I'll try to answer this from the Mahasi Sayadaw tradition, as I've been taught.

The confusion you experience, and the desire to practice Vipassana from the nose; this is not an accident. Vipassana practice is designed to expose these feelings. When these feelings arise, they should become your meditation object. The abdomen is just a convenient anchor that we come back to again and again; it is not special (as far as I have experienced).

If you are trying to figure this out without seeing a teacher, you can probably make some progress if you understand the general point of the practice and just how broad we are being when we say to meditate on this or meditate on that. When the mind says, This is too difficult, in our tradition we meditate on the feeling by making a mental note of each experience as it arises, so if it's frustration we say to ourselves: Frustrated…frustrated… or if it's a desire to practice a certain way we just say to ourselves: Wanting…wanting… and then we return to the abdomen: Rising…Falling…
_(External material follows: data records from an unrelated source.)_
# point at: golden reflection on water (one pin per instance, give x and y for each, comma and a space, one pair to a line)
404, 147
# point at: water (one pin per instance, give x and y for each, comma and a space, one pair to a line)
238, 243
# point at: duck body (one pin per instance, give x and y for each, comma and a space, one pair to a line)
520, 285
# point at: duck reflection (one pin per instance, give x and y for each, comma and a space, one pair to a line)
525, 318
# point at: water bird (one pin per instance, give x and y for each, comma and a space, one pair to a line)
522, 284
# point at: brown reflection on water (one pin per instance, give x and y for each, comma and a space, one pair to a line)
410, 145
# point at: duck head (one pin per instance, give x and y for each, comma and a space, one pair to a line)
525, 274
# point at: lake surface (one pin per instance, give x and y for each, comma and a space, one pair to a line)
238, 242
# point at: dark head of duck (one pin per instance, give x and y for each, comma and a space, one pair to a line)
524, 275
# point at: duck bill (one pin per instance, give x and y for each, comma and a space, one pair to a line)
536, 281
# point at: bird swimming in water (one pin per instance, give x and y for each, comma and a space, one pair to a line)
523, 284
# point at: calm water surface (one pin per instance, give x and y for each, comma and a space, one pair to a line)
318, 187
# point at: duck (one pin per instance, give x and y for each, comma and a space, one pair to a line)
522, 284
My point being that any experience you're having right now―whether it's a sense object or feelings about that sense object―should be the object of your meditation. This is much easier said than done, but with persistence you will see some gains in your ability to simply be aware of each moment as it arises, instead of being caught up in concepts, or past, future, thoughts, feelings, etc.

Hope this helps.

Upvote:6

A hammer has two ends for a reason; one end is great for pounding nails, but not at taking them out. The nose is avoided in Vipassana for a reason; it is too apt to lead to calm.
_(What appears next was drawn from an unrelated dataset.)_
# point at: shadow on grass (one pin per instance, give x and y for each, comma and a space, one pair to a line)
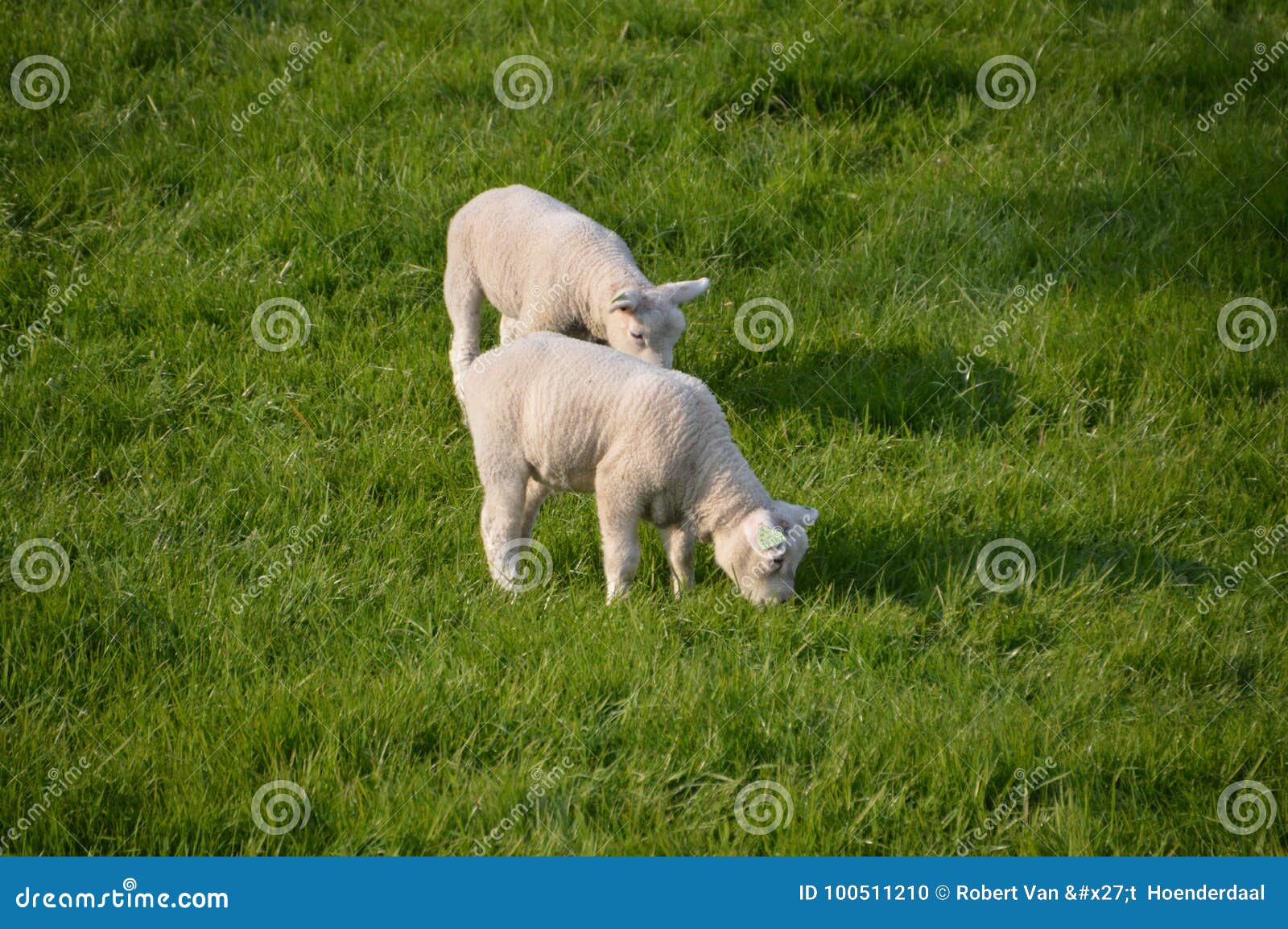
893, 564
897, 388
That being said, it is of course technically possible to cultivate insight at the nose, if you insist. Vipassana takes as its base the four elements, earth, air, water, and fire. As per the Visuddhimagga:

But one whose vehicle is pure insight, or that same aforesaid one whose vehicle is serenity, discerns the four elements in brief or in detail in one of the various ways given in the chapter on the definition of the four elements.

-- Path of Purification XVIII.5

So, you have to find the elements at the nose; there is some faint pressure, which is the air element, and there is heat and cold, which is the fire element. The breath itself is a concept, so you can't use that as an object of Vipassana. You might note "hot, hot" or "cold, cold" or "hot, cold", as it presents itself. Also, "feeling, feeling" for the pressure.

Having taken that as a base, you would then note whatever other experiences arose, based on the four foundations of mindfulness, as per the instruction given by a teacher.